DİYARBAKIR-Anne sütü ile ilgili açıklamalarda bulunan Uz. Dr. Onur, anne sütünün içinde bulunan salgısal Ig A mukozayı kaplayarak çocuğu tifo, şigella, kolera ve bazı viral enfeksiyonlara karşı koruduğunu söyledi.
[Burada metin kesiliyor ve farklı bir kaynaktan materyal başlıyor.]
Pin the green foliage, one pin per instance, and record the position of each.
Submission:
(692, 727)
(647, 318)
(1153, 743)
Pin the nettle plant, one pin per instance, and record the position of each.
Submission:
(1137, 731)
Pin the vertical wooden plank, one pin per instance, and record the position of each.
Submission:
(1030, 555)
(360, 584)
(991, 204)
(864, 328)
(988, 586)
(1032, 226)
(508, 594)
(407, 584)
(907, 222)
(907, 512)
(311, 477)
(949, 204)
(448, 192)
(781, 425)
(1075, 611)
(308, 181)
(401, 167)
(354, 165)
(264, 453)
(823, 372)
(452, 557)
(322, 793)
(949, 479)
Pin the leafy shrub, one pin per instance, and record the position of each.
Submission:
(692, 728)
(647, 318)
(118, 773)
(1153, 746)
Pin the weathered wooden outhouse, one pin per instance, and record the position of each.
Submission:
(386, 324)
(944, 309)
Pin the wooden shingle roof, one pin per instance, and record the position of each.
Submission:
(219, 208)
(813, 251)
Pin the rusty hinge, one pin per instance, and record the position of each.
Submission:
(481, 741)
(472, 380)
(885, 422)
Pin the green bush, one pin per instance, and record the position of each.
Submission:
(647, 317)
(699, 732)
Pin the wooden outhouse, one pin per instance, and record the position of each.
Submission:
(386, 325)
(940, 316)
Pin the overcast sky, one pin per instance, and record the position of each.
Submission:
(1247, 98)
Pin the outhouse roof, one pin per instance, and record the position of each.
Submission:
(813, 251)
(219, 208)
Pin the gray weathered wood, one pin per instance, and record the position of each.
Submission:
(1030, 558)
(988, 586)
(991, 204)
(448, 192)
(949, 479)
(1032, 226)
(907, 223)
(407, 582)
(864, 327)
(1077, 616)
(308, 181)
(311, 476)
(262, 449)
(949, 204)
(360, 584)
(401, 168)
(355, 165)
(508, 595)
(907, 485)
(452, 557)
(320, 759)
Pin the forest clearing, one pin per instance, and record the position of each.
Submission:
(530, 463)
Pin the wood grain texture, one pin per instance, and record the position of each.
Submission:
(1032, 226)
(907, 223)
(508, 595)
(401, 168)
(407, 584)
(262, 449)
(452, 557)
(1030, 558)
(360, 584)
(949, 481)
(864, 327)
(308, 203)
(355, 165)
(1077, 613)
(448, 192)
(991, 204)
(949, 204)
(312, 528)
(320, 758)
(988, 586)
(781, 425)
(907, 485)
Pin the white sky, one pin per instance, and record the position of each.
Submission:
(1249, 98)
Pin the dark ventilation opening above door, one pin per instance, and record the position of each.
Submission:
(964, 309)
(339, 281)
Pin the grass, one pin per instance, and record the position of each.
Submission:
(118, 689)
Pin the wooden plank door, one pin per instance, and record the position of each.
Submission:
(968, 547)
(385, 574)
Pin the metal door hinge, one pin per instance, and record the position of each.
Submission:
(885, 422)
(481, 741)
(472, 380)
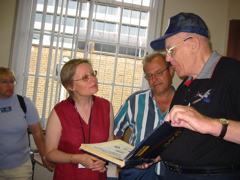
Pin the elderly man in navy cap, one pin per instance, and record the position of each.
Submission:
(206, 104)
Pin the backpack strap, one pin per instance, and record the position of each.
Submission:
(22, 103)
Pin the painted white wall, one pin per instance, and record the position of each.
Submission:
(7, 13)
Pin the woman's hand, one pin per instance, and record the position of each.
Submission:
(91, 162)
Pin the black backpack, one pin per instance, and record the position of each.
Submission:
(22, 103)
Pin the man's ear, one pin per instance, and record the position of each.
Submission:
(195, 44)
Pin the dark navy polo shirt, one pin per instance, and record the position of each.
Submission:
(215, 93)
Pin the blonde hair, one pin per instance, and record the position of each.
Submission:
(7, 71)
(68, 71)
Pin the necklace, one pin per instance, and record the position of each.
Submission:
(90, 124)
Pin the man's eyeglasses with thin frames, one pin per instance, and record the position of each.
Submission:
(8, 82)
(170, 50)
(157, 74)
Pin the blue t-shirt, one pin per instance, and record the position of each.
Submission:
(14, 146)
(141, 114)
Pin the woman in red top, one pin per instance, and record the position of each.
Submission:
(81, 118)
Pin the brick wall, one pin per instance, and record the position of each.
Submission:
(128, 73)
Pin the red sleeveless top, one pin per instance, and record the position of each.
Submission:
(72, 136)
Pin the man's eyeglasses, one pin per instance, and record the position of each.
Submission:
(170, 50)
(86, 77)
(157, 74)
(8, 81)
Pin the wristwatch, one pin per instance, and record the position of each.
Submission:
(224, 123)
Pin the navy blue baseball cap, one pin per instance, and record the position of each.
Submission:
(182, 22)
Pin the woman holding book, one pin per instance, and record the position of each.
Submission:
(81, 118)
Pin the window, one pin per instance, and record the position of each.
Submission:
(113, 34)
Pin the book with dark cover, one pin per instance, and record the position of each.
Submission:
(125, 155)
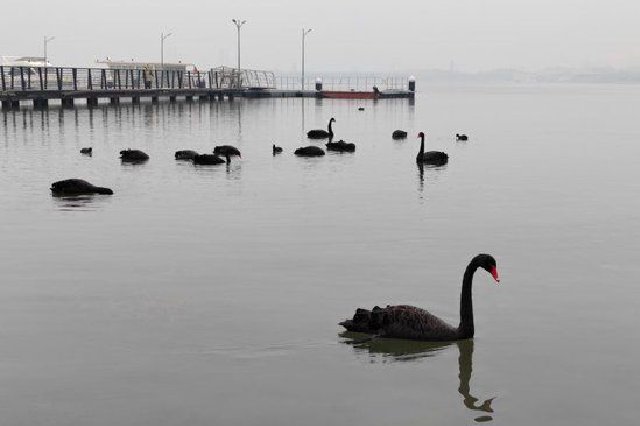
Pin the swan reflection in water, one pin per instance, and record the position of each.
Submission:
(398, 350)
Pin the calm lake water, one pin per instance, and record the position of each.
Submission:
(211, 295)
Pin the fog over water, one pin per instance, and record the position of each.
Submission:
(211, 295)
(358, 35)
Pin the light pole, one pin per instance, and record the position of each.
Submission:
(238, 23)
(304, 35)
(47, 39)
(163, 37)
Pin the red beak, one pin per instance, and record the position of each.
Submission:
(494, 273)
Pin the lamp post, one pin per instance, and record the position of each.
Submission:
(163, 37)
(47, 39)
(304, 35)
(238, 23)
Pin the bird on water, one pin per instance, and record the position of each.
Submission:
(322, 134)
(77, 187)
(433, 158)
(409, 322)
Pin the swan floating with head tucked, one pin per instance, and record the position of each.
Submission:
(409, 322)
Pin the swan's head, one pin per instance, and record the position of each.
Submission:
(488, 263)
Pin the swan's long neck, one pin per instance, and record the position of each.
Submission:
(466, 305)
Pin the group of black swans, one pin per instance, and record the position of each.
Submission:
(400, 321)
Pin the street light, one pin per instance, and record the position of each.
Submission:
(238, 23)
(304, 35)
(47, 39)
(163, 37)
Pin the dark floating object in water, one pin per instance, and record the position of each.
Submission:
(207, 160)
(340, 146)
(432, 158)
(226, 149)
(309, 151)
(399, 134)
(409, 322)
(77, 187)
(133, 156)
(322, 134)
(186, 155)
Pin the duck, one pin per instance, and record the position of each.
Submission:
(340, 146)
(410, 322)
(207, 160)
(77, 187)
(322, 134)
(309, 151)
(133, 156)
(185, 155)
(227, 149)
(432, 158)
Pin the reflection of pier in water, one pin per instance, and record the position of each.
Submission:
(399, 350)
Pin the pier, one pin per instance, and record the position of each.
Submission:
(40, 85)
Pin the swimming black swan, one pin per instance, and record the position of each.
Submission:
(340, 146)
(227, 149)
(133, 156)
(77, 187)
(309, 151)
(186, 155)
(399, 134)
(207, 160)
(322, 134)
(409, 322)
(433, 158)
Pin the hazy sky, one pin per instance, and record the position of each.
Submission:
(347, 35)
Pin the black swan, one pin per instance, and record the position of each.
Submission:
(133, 156)
(186, 155)
(309, 151)
(340, 146)
(409, 322)
(207, 159)
(433, 158)
(77, 187)
(399, 134)
(322, 134)
(227, 149)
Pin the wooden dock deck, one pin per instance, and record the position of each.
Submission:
(66, 85)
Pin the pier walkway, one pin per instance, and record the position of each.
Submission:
(39, 85)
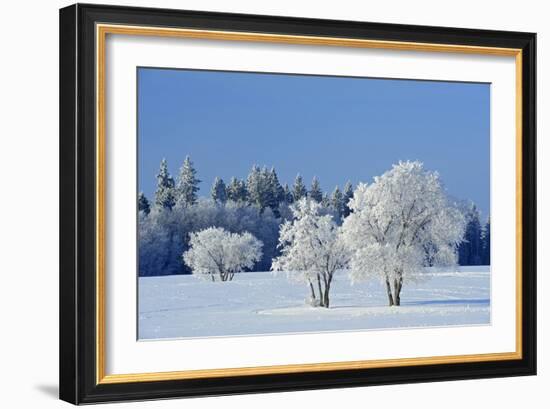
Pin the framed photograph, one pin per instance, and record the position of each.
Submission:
(257, 203)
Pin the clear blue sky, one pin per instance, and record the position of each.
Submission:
(336, 128)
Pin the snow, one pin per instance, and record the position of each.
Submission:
(181, 306)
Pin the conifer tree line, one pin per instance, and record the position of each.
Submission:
(259, 205)
(475, 248)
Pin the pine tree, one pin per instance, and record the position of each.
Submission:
(299, 190)
(470, 249)
(315, 192)
(143, 204)
(257, 188)
(486, 243)
(188, 184)
(287, 194)
(337, 201)
(236, 191)
(276, 188)
(325, 202)
(165, 195)
(348, 194)
(218, 191)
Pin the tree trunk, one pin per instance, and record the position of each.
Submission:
(321, 296)
(388, 289)
(312, 290)
(397, 292)
(326, 301)
(397, 284)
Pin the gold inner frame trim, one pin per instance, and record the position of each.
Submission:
(101, 33)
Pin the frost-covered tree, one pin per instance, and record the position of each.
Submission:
(337, 201)
(312, 250)
(218, 254)
(299, 190)
(236, 191)
(143, 204)
(399, 225)
(348, 194)
(165, 195)
(188, 184)
(470, 250)
(218, 191)
(486, 243)
(315, 192)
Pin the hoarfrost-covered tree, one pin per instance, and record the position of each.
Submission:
(348, 194)
(299, 190)
(165, 195)
(143, 204)
(315, 192)
(218, 254)
(312, 250)
(218, 191)
(399, 225)
(188, 184)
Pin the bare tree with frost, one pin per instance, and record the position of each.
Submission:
(312, 250)
(399, 225)
(218, 254)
Anne sütüyle beslenmenin sağlığa olumlu etkilerinin sadece verildiği süreye kısıtlı olmadığını vurgulayan Uz. Dr. Onur, “Anne sütüyle beslenen süt çocuğunun ileri yaşama eriştiğinde büyümesinin daha normal olduğu kanıtlanmıştır. Anne sütü ile beslenen çocuklarda obezite, koroner kalp hastalığı riskinin azaldığını gösteren çalışmalar vardır. Anne sütüyle beslenen çocukların davranış fonksiyonlarının, zeka düzeylerinin biberonla beslenen çocuklara göre daha yüksek olduğu bulunmuştur. Anne sütü ile beslenen çocuklarda çene ve ağız gelişimine ait bozukluklar, diş çürükleri daha seyrek izlenir. Orta kulak iltihabı gelişme riski düşüktür. Anne sütüyle beslenen çocuklarda alerjik hastalık gelişim riski de düşüktür. Yaşamın ilk aylarında inek sütü ve endüstriyel formül mamalarla beslenen çocuklarda diyabet gelişme riskinin yüksek olduğu gösterilmiştir. Anne sütü sadece en ideal besleyici değil süt çocuğunu en ekonomik olarak besleme yoludur. Bebeğin doğumdan sonra hemen emzirilmesi ve emzirilmeye devam edilmesi aile ekonomisine ve ülke ekonomisine büyük katkılar sağlayacaktır. Ülkemizde anne sütü yerine en çok inek sütü kullanılmaktadır. İnek sütü anne sütünden çok farklıdır ayrıca hazırlanırken bakterilerle çok çabuk bulaşırlar. İnek sütüyle beslenen çocuklarda sık görülen ishal atakları bebeğin hayatını tehdit ettiği gibi hastane ilaç giderleri ile aile bütçesini olumsuz etkiler. Sonuç olarak ilk 4-6 ay tek başına daha sonra en az ilk yıl uygun gıdalarla birlikte anne sütü ile beslenmenin çocuk sağlığına katkıları ve diğer üstünlükleri göz ardı edilmemeli başarılı emzirme için gerekenlerin uygulanması en önemli sorumluluklarımızdan birisi olmalıdır” dedi.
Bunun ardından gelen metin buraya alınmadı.